The 2015 Pacific Asia Indigenous Tourism Conference
The World Indigenous Tourism Alliance are the custodians of the Pacific Asia Indigenous Tourism Conference (PAITC), hosted this year and beginning September 12 in the traditional territory of the Musqueam, Squamish, and Tsleil-Waututh First Nations and in partnership with the Aboriginal Tourism Association of British Columbia (ATBC).
PAITC will focus on the international opportunity for engagement and sharing by all peoples who have an interest in promoting, implementing and celebrating achievements in fostering Indigenous self-determination through participation in tourism. This focus is consistent with the principles of the Larrakia Declaration on the Development of Indigenous Tourism, which was adopted by the Pacific Asia Travel Association (PATA) and endorsed by the United Nations World Tourism Organization (UNWTO) in 2012. It represents the most important statement of commitment from the tourism sector that it intends to take on an active role in giving practical effect to the United Nations Declaration on the Rights of Indigenous Peoples (UNDRIP).
Acclaimed speakers at this year’s conference include Dr. Wade Davis of the National Geographic Society, Chris Bottrill on the PATA Human Capital Development Committee, and Mike Willie of Sea Wolf Adventures. “Indigenous tourism is very important to indigenous peoples,” said Johnny Edmonds, secretariat coordinator for World Indigenous Tourism Alliance, an indigenous-led advocacy nonprofit. “It provides them with the opportunity for self-determination and is typically associated with activity in which indigenous people are directly involved through control and/or by enabling their culture to serve as the essence of the attraction.”

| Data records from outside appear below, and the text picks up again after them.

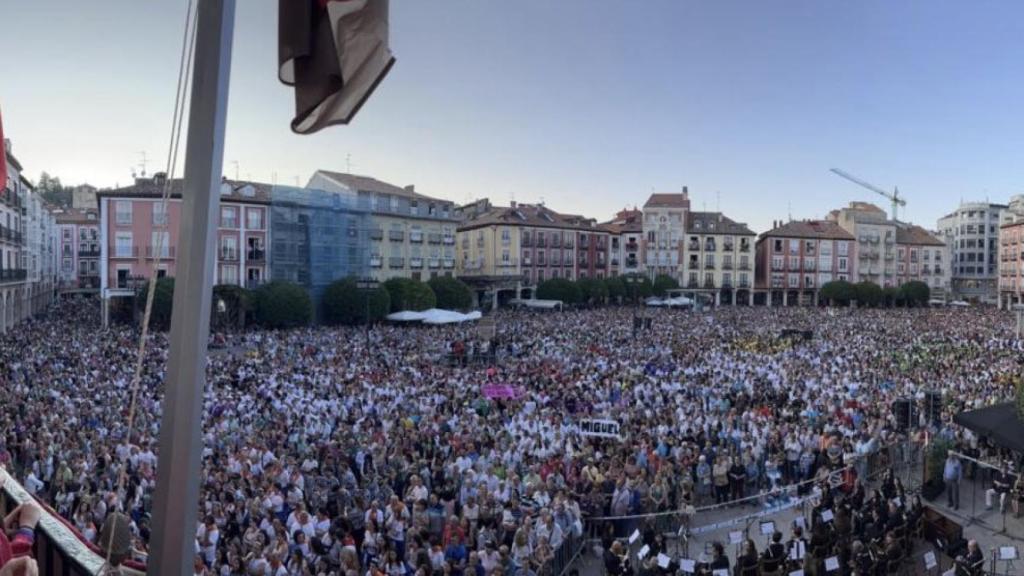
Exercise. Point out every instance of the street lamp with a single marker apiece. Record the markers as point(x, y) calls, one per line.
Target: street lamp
point(366, 285)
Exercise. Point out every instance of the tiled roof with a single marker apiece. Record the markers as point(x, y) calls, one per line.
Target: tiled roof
point(536, 215)
point(155, 188)
point(911, 234)
point(823, 230)
point(715, 222)
point(367, 183)
point(672, 200)
point(76, 216)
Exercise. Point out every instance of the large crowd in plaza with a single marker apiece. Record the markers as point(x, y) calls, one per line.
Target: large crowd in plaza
point(325, 456)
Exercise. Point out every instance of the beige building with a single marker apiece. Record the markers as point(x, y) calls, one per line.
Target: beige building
point(412, 235)
point(719, 257)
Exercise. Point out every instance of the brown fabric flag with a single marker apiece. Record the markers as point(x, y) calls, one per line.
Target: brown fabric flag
point(335, 52)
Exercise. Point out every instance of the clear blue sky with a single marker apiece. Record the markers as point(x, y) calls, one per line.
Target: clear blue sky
point(589, 105)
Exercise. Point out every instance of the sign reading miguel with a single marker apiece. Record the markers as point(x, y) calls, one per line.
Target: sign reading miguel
point(599, 428)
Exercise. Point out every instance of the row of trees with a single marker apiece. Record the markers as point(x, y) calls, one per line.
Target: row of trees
point(284, 304)
point(841, 292)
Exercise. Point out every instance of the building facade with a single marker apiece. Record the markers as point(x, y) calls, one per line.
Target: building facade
point(1011, 263)
point(411, 235)
point(719, 258)
point(78, 247)
point(625, 242)
point(876, 238)
point(664, 231)
point(28, 248)
point(972, 233)
point(922, 256)
point(138, 236)
point(795, 259)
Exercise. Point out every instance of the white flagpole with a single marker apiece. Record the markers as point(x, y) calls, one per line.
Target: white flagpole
point(176, 497)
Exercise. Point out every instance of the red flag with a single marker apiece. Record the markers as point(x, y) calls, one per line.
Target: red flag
point(3, 158)
point(335, 52)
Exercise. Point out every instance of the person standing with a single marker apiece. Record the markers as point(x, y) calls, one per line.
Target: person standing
point(952, 472)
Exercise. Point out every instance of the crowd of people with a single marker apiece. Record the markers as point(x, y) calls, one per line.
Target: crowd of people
point(330, 452)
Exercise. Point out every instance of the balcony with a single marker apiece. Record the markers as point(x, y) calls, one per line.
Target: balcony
point(125, 252)
point(13, 275)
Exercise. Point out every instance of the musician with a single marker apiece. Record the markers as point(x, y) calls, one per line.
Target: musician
point(1001, 483)
point(973, 564)
point(747, 563)
point(774, 554)
point(1018, 494)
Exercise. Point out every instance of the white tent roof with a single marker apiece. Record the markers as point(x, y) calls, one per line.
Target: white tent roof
point(406, 316)
point(536, 303)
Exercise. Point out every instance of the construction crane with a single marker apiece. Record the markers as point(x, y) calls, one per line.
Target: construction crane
point(893, 197)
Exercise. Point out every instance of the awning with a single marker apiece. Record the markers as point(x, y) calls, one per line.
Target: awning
point(1000, 423)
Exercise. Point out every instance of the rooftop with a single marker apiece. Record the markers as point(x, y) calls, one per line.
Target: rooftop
point(822, 230)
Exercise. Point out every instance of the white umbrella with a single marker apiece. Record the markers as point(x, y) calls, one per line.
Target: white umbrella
point(406, 316)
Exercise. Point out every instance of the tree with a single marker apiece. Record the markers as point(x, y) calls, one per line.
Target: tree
point(344, 302)
point(592, 290)
point(163, 302)
point(407, 293)
point(915, 293)
point(839, 292)
point(451, 293)
point(664, 283)
point(237, 305)
point(614, 287)
point(868, 293)
point(637, 286)
point(283, 304)
point(559, 289)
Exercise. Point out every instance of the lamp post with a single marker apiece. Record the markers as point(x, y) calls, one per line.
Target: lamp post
point(367, 285)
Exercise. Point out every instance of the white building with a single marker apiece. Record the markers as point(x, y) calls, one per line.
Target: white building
point(972, 232)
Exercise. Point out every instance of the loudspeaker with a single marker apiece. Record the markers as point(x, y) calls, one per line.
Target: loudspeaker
point(933, 407)
point(906, 413)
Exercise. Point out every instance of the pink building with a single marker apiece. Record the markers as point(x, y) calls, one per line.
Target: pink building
point(795, 259)
point(138, 237)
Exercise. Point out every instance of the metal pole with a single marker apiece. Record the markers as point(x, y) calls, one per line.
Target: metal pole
point(180, 435)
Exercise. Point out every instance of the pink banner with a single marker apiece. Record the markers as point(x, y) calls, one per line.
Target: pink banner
point(501, 392)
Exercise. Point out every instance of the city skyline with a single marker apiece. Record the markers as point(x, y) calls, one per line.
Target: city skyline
point(729, 99)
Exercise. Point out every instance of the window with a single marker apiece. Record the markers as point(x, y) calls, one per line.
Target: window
point(159, 214)
point(122, 212)
point(254, 218)
point(228, 217)
point(123, 245)
point(161, 239)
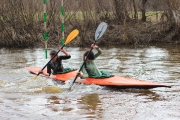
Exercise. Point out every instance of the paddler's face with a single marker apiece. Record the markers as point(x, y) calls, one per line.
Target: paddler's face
point(87, 60)
point(54, 59)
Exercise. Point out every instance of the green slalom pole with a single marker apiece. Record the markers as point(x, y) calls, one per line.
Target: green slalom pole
point(45, 28)
point(62, 24)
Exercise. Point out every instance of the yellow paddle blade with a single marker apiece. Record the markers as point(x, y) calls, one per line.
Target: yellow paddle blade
point(71, 36)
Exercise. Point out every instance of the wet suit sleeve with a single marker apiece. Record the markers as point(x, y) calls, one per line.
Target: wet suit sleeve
point(98, 53)
point(63, 57)
point(49, 69)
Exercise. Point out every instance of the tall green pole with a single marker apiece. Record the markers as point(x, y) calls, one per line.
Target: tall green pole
point(62, 24)
point(45, 28)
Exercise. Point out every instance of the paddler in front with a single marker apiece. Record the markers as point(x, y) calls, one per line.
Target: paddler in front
point(90, 69)
point(55, 66)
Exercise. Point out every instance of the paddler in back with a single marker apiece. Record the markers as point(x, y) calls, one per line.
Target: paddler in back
point(55, 66)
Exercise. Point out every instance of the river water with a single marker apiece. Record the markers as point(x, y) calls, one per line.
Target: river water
point(25, 99)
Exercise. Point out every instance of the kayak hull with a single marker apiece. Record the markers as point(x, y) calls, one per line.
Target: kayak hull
point(116, 81)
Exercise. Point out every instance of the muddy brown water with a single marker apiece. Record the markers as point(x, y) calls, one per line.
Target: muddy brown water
point(23, 98)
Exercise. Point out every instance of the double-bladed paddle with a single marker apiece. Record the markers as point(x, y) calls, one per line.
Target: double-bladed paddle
point(70, 37)
point(99, 32)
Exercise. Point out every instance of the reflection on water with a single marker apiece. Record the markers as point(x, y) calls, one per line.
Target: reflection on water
point(22, 97)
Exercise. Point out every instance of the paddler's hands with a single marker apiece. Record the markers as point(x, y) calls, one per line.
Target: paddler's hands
point(94, 46)
point(40, 72)
point(62, 50)
point(80, 74)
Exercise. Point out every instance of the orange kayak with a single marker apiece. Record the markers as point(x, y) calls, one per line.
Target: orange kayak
point(116, 81)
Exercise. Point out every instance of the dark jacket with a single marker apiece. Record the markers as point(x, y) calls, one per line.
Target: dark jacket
point(57, 65)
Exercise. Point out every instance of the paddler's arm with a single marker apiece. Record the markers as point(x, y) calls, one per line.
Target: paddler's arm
point(99, 51)
point(83, 74)
point(44, 73)
point(67, 55)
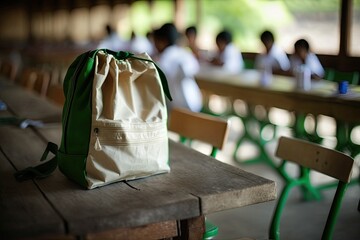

A visit to British Columbia is not complete without at least one Aboriginal tourism experience. BC’s Aboriginal tourism industry has some of the most diverse and best developed operators in the world, especially when it comes to indigenous cultural tourism. The range of First Nation experiences available to visitors, which can last a week, a day or a few hours, is thanks to the passion and dedication of so many First Nations tourism operators and communities.
Vancouver itself is home to the recently opened Skwachays Lodge an excellent example of indigenous tourism that’s accessible but also authentic. Filled with art as social enterprise, some by artists in residence, and topped by a 40′ totem pole the boutiques hotel has a big wow factor. The Bill Reid Gallery and several world class museums (MOA,MCC,MOV) also feature culturally highly significant works And artifacts regarded by the First Nations here as belongings of their heritage.
The farm and sea to table First nation Cuisine of Salmon’n’ Bannock restaurant is another delicious facet of the experience. Examples of some groups that ensure genuine experiences include Aboriginal Tourism Association of British Columbia (ATBC), Western Australian Indigenous Tourism Operators Council, Indigenous New Zealand and American Indian Alaska Native Tourism Association. All have websites that provide itinerary planning and booking tools for various indigenous tourism experiences.
“When people say they want an authentic travel experience, there’s nothing truer than those of indigenous origin. They are the original guides; they know the land better than anyone else,” says Kate Rogers who works with ATBC on media.